Robert Grapes, vice president of Marketing and Operations at Ottawa-based mobile solutions company Graphite Software, pointed out how "very harsh" it is of the government to push forward on the matter, given that it has more resources than ever before in its fight against terrorism.
"If it is a real threat, then it completely undermines the creative and competitive capacity of any company to succeed in the marketplace," said Grapes. "Would you buy an Apple product, in this case, with the knowledge that the US government has full access, or would you buy another product?
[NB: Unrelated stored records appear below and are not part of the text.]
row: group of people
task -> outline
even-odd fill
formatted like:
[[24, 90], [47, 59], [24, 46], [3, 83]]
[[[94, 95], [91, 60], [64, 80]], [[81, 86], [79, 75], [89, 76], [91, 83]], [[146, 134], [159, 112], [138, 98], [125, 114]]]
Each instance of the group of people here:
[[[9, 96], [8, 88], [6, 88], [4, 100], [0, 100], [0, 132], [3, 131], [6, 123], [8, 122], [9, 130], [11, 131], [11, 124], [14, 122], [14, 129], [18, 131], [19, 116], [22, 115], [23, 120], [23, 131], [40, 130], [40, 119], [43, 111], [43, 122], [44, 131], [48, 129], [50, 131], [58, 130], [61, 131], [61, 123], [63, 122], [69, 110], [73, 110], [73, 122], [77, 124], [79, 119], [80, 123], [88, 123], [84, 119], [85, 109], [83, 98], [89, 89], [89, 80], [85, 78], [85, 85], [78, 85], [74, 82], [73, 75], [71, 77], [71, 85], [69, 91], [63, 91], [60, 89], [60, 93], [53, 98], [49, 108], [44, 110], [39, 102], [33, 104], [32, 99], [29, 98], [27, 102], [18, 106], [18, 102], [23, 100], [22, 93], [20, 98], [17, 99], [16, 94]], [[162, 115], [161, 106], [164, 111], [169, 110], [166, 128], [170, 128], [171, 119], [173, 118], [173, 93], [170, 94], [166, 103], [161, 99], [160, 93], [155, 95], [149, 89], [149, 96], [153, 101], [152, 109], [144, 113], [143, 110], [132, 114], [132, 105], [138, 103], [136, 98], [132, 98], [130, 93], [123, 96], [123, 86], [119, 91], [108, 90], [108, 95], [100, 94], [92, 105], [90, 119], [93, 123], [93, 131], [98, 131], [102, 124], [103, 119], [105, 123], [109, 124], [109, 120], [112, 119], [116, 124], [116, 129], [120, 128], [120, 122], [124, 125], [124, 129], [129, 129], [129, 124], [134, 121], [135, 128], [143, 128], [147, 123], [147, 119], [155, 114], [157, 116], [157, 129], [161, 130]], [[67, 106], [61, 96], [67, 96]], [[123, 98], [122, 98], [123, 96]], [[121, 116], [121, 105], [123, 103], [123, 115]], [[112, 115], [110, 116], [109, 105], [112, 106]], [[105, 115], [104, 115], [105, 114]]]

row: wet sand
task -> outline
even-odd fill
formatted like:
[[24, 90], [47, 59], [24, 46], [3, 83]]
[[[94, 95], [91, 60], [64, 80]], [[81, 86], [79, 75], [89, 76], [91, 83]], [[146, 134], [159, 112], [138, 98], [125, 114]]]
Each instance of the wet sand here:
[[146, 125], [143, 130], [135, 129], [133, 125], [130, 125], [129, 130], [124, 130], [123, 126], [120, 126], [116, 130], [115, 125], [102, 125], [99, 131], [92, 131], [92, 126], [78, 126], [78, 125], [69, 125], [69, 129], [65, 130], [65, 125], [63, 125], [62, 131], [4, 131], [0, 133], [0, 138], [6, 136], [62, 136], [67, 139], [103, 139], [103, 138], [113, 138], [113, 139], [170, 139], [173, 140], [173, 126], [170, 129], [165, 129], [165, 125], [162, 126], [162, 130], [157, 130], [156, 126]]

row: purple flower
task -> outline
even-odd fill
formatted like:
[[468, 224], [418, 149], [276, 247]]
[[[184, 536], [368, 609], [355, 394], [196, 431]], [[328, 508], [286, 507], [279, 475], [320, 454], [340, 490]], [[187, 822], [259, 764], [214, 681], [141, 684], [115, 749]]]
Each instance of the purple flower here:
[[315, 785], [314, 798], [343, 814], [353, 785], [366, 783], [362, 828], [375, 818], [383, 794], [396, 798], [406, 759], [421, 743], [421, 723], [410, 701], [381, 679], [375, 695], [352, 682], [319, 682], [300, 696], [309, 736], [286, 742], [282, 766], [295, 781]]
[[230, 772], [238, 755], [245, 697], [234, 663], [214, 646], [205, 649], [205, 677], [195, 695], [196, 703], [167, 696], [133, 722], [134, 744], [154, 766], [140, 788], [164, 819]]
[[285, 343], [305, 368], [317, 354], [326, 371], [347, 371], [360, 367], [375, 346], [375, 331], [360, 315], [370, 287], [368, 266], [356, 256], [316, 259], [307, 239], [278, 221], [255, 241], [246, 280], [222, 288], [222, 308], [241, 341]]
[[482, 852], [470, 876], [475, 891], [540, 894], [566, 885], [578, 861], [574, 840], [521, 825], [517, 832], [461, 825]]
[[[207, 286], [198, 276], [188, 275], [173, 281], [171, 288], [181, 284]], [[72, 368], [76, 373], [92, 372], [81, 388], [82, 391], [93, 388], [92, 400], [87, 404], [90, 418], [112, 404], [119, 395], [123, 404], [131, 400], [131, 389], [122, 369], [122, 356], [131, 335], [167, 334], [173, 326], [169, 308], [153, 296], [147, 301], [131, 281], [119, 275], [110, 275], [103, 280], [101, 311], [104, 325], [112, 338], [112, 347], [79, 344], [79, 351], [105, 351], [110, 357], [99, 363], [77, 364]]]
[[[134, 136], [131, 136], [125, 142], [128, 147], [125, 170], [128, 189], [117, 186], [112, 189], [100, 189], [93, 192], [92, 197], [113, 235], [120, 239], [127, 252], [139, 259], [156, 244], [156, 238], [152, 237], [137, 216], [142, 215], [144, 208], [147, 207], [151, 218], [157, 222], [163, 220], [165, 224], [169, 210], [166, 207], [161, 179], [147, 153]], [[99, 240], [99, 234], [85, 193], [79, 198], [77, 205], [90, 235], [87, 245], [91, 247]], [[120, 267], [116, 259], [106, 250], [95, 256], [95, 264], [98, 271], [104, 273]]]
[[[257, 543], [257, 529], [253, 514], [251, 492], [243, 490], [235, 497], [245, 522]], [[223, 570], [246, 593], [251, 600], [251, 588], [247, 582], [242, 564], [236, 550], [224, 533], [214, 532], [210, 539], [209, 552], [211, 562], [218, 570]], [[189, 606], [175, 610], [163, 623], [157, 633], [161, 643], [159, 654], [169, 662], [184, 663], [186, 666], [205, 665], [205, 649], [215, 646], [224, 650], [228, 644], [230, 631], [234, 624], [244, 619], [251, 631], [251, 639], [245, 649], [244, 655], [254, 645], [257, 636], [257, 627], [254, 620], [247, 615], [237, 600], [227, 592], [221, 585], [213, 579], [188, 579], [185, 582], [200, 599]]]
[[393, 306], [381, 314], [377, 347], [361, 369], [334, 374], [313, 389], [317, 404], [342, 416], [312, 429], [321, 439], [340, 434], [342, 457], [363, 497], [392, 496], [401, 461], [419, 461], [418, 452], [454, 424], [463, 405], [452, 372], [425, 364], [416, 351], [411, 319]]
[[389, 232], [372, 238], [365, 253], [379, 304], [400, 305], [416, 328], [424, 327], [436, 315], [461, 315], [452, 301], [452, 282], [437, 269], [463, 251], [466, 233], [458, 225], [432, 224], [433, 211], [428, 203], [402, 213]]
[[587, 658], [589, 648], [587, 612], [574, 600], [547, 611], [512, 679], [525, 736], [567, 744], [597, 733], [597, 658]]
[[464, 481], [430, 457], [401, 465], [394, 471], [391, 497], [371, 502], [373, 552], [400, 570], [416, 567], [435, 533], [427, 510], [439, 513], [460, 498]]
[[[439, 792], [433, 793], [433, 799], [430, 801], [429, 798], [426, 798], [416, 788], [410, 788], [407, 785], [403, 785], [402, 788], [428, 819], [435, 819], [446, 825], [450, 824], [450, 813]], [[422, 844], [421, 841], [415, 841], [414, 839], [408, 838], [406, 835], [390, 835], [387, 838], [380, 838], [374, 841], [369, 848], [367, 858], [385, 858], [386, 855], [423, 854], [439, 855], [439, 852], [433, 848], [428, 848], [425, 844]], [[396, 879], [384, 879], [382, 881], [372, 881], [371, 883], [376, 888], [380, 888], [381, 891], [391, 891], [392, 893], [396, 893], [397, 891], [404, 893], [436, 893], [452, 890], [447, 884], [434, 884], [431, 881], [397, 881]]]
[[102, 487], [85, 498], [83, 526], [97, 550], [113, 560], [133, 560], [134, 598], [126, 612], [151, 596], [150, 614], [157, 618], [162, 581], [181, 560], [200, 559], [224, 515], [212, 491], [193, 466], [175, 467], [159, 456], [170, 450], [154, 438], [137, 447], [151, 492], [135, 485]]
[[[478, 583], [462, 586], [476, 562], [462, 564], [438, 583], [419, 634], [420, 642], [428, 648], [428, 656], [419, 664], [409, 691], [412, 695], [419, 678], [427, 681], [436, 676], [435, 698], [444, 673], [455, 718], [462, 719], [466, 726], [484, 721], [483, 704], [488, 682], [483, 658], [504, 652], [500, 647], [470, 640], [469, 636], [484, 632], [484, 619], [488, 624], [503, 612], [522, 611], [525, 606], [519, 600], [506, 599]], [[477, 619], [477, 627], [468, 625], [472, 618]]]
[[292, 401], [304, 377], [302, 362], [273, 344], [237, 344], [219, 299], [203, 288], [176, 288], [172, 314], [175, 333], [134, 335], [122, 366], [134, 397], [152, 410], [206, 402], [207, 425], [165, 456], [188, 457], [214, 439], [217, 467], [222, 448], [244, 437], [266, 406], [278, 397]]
I'd buy another product."
Steve Durbin, managing director of the UK-based Information Security Forum, points out that, given Apple's long tradition of secrecy and "keeping a very tight rein on its intellectual property and valuing its source code and keys highly," both competitors and governments will be closely watching the matter unfold.
"Has the so-called war on terror simply reached a level at which no stone may be left unturned, and should all vendors be compelled to provide similar access?" wondered Durbin. "We'll just have to wait and see. But a ruling in favor of the government could well be a game changer for all of us."